One important aspect of operations to remove the bladder is the necessity to create a new urethra so that urine can leave the body. There are several types of cystectomy that accomplish this purpose, and each has its own benefits and risks. Based on the patient’s medical history and his/her current state of health, tumor type, and other essential factors, the physician may recommend a particular type of surgery to remove the bladder.
Surgery to create a urinary reservoir in the region of the anterior abdominal wall. During this surgery, the surgeon uses colon and small intestine tissue, as well as fragments of the intestinal tube, to create a sac for collecting urine. This sac is then connected to the abdominal wall through a small hole, thus enabling the patient to empty the tank by means of a catheter, which is located on the anterior abdominal wall. The main feature of this method of reconstruction is that the patient does not need to use a urinal constantly.
Urostoma or ileum-conduit surgery. This procedure is the most popular and widely used one. Specifically, it creates a tube of thin fabric or ileum, through which the patient can release urine. Urine from the tube is held in a plastic urinal or container that the patient must carry with them. While this method is considered the most simple, its main drawback is the necessity to constantly carry the container.
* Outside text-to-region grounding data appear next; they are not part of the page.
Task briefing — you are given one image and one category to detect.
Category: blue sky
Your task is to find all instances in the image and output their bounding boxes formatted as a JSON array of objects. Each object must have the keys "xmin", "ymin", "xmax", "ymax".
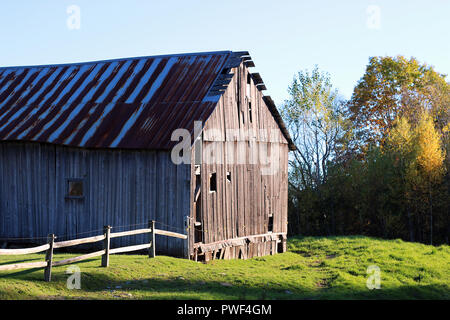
[{"xmin": 0, "ymin": 0, "xmax": 448, "ymax": 104}]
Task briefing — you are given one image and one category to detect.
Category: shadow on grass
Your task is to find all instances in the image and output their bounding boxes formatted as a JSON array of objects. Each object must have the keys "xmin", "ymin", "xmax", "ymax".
[
  {"xmin": 1, "ymin": 268, "xmax": 447, "ymax": 300},
  {"xmin": 0, "ymin": 258, "xmax": 99, "ymax": 280},
  {"xmin": 0, "ymin": 256, "xmax": 44, "ymax": 266},
  {"xmin": 0, "ymin": 267, "xmax": 45, "ymax": 279}
]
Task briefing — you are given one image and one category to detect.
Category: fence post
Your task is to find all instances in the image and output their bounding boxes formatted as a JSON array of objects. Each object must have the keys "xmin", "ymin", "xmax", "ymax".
[
  {"xmin": 184, "ymin": 216, "xmax": 190, "ymax": 260},
  {"xmin": 149, "ymin": 220, "xmax": 155, "ymax": 258},
  {"xmin": 101, "ymin": 225, "xmax": 111, "ymax": 267},
  {"xmin": 44, "ymin": 234, "xmax": 55, "ymax": 282}
]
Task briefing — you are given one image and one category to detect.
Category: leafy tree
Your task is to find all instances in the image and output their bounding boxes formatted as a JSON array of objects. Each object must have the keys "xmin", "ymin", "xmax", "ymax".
[
  {"xmin": 348, "ymin": 56, "xmax": 450, "ymax": 154},
  {"xmin": 408, "ymin": 112, "xmax": 445, "ymax": 244},
  {"xmin": 412, "ymin": 112, "xmax": 445, "ymax": 182},
  {"xmin": 385, "ymin": 116, "xmax": 416, "ymax": 240},
  {"xmin": 281, "ymin": 66, "xmax": 349, "ymax": 234},
  {"xmin": 282, "ymin": 66, "xmax": 349, "ymax": 189}
]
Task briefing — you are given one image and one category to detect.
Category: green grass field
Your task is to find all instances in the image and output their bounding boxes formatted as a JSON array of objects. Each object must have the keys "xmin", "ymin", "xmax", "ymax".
[{"xmin": 0, "ymin": 236, "xmax": 448, "ymax": 300}]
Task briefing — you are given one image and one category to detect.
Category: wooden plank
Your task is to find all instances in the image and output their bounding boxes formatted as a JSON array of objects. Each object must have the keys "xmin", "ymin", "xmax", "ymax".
[
  {"xmin": 204, "ymin": 252, "xmax": 212, "ymax": 262},
  {"xmin": 193, "ymin": 249, "xmax": 198, "ymax": 262},
  {"xmin": 194, "ymin": 232, "xmax": 285, "ymax": 251},
  {"xmin": 166, "ymin": 156, "xmax": 175, "ymax": 255},
  {"xmin": 154, "ymin": 229, "xmax": 188, "ymax": 240},
  {"xmin": 232, "ymin": 246, "xmax": 238, "ymax": 259},
  {"xmin": 219, "ymin": 247, "xmax": 225, "ymax": 259},
  {"xmin": 52, "ymin": 250, "xmax": 105, "ymax": 267},
  {"xmin": 244, "ymin": 60, "xmax": 255, "ymax": 68},
  {"xmin": 110, "ymin": 228, "xmax": 152, "ymax": 239},
  {"xmin": 223, "ymin": 246, "xmax": 230, "ymax": 260},
  {"xmin": 0, "ymin": 244, "xmax": 50, "ymax": 256},
  {"xmin": 110, "ymin": 243, "xmax": 151, "ymax": 255},
  {"xmin": 241, "ymin": 245, "xmax": 248, "ymax": 260},
  {"xmin": 0, "ymin": 260, "xmax": 48, "ymax": 271},
  {"xmin": 53, "ymin": 235, "xmax": 106, "ymax": 249},
  {"xmin": 183, "ymin": 216, "xmax": 190, "ymax": 259},
  {"xmin": 281, "ymin": 238, "xmax": 287, "ymax": 253}
]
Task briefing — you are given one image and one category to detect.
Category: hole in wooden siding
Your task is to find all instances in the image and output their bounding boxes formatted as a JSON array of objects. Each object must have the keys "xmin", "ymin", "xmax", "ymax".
[
  {"xmin": 268, "ymin": 214, "xmax": 274, "ymax": 233},
  {"xmin": 209, "ymin": 173, "xmax": 217, "ymax": 192},
  {"xmin": 226, "ymin": 171, "xmax": 231, "ymax": 183}
]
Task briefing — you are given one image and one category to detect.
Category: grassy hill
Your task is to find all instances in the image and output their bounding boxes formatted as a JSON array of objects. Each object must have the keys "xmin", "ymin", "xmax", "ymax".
[{"xmin": 0, "ymin": 236, "xmax": 448, "ymax": 300}]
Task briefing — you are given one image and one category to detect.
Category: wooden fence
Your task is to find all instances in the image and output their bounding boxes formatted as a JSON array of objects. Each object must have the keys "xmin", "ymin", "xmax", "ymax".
[{"xmin": 0, "ymin": 220, "xmax": 188, "ymax": 281}]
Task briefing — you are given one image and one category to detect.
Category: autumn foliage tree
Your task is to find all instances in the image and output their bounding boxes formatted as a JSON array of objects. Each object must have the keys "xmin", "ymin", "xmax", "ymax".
[
  {"xmin": 284, "ymin": 56, "xmax": 450, "ymax": 245},
  {"xmin": 347, "ymin": 56, "xmax": 449, "ymax": 155},
  {"xmin": 385, "ymin": 113, "xmax": 445, "ymax": 244},
  {"xmin": 408, "ymin": 112, "xmax": 445, "ymax": 244}
]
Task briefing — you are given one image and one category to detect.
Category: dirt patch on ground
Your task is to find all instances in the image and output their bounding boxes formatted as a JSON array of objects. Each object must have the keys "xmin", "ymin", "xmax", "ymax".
[
  {"xmin": 292, "ymin": 250, "xmax": 312, "ymax": 257},
  {"xmin": 315, "ymin": 279, "xmax": 330, "ymax": 288}
]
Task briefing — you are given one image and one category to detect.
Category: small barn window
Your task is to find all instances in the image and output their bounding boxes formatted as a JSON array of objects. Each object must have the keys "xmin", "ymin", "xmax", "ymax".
[
  {"xmin": 66, "ymin": 179, "xmax": 84, "ymax": 199},
  {"xmin": 209, "ymin": 173, "xmax": 217, "ymax": 192},
  {"xmin": 226, "ymin": 171, "xmax": 231, "ymax": 183}
]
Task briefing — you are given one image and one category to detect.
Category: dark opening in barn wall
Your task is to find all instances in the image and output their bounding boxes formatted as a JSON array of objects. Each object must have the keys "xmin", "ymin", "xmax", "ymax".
[
  {"xmin": 268, "ymin": 214, "xmax": 274, "ymax": 233},
  {"xmin": 209, "ymin": 173, "xmax": 217, "ymax": 192}
]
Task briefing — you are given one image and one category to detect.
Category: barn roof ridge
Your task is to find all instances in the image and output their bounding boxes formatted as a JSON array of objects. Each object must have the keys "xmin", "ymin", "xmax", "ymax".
[{"xmin": 0, "ymin": 50, "xmax": 234, "ymax": 70}]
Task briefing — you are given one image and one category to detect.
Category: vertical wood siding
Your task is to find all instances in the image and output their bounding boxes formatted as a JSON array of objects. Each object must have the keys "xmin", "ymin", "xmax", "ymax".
[
  {"xmin": 0, "ymin": 142, "xmax": 190, "ymax": 256},
  {"xmin": 196, "ymin": 62, "xmax": 289, "ymax": 252}
]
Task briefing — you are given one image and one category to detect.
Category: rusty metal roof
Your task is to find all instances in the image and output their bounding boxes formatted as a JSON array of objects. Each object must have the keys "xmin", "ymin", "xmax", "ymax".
[{"xmin": 0, "ymin": 50, "xmax": 295, "ymax": 150}]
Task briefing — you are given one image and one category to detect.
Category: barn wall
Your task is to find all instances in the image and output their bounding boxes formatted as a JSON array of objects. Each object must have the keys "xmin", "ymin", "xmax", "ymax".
[
  {"xmin": 192, "ymin": 63, "xmax": 289, "ymax": 259},
  {"xmin": 0, "ymin": 142, "xmax": 190, "ymax": 256}
]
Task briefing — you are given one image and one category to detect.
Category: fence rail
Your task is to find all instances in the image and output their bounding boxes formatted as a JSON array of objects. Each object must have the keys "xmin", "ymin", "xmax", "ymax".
[
  {"xmin": 0, "ymin": 244, "xmax": 50, "ymax": 256},
  {"xmin": 0, "ymin": 220, "xmax": 188, "ymax": 281}
]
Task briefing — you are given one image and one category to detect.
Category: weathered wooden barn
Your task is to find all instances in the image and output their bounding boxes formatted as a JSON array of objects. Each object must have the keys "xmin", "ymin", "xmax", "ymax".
[{"xmin": 0, "ymin": 51, "xmax": 295, "ymax": 260}]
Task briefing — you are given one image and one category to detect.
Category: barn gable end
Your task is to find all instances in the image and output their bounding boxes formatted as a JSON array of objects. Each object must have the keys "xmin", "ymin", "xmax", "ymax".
[{"xmin": 188, "ymin": 59, "xmax": 293, "ymax": 260}]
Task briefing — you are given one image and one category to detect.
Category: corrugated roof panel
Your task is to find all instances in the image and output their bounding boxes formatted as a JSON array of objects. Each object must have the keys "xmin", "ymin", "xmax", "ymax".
[
  {"xmin": 0, "ymin": 51, "xmax": 232, "ymax": 149},
  {"xmin": 0, "ymin": 50, "xmax": 296, "ymax": 151}
]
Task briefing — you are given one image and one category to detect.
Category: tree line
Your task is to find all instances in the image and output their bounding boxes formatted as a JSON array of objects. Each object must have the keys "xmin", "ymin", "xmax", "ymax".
[{"xmin": 282, "ymin": 56, "xmax": 449, "ymax": 245}]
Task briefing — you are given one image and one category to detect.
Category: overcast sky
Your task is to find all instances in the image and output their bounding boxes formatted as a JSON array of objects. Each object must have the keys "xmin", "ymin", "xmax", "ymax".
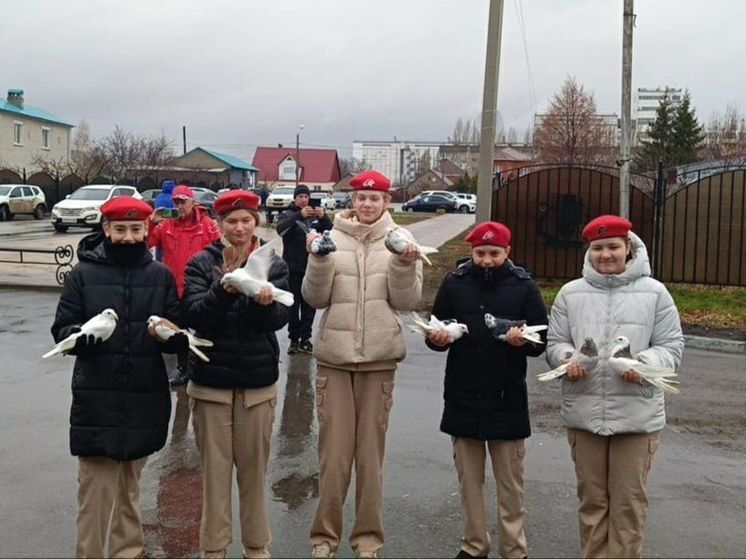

Creation of bladder tissue from the small intestine. This type of reconstruction uses fragments of the ileum to form a bladder, which is then connected to the urethra. Thus, the bladder can be emptied simply by contracting the abdominal muscles. This type of surgery may be recommended to patients whose tumor is concentrated away from the opening of the urethra, and near the bladder wall. Patients undergoing this procedure should be aware of the necessity of regular urination, because they lack nerves that would make them feel the urge to urinate. It is especially important to keep this process under control during sleep.
In cases, when control of the process is difficult or impossible for some reason, a catheter can be used for urination. The main benefit of this type of cystectomy is the ability to maintain a healthy way of urination, without having to wear external urinals, which greatly improves the quality of life and the patient's condition after the procedure.